CVE-2026-33846 is a heap buffer overflow vulnerability in GnuTLS's DTLS (Datagram Transport Layer Security) handshake fragment reassembly mechanism. The vulnerability exists in the merge_handshake_packet() function, which fails to validate that the message_length field remains consistent across fragmented handshake messages. An attacker can send crafted DTLS fragments with conflicting message_length values, causing the implementation to allocate insufficient heap memory and write beyond buffer boundaries. This affects any application or service using GnuTLS for DTLS communications, including VPN clients, IoT devices, and real-time communication platforms that rely on DTLS for secure transport. The vulnerability has a CVSS score of 7.5 (high), indicating significant impact on confidentiality, integrity, or availability.

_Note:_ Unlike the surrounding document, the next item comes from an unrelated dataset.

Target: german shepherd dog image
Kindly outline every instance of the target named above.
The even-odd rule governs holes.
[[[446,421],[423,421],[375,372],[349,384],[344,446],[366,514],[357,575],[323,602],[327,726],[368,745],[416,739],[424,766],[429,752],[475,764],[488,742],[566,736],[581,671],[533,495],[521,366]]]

While this CVE currently maps to zero Casky skills and no specific MITRE ATT&CK techniques, practitioners using Casky's platform with Claude AI and extended reasoning capabilities would benefit from monitoring for behavioral patterns indicative of exploitation attempts. Detection would focus on identifying malformed or inconsistent DTLS handshake traffic patterns, memory corruption indicators in affected services, and anomalous fragmentation behaviors that deviate from RFC 6347 standards. Practitioners should leverage Casky's security skills mapping to correlate this vulnerability with broader attack chains involving Initial Access (T1190 - Exploit Public-Facing Application) and Execution techniques, especially in environments where DTLS is exposed to untrusted networks. Extended reasoning analysis would help identify whether exploitation attempts are occurring before patches are available.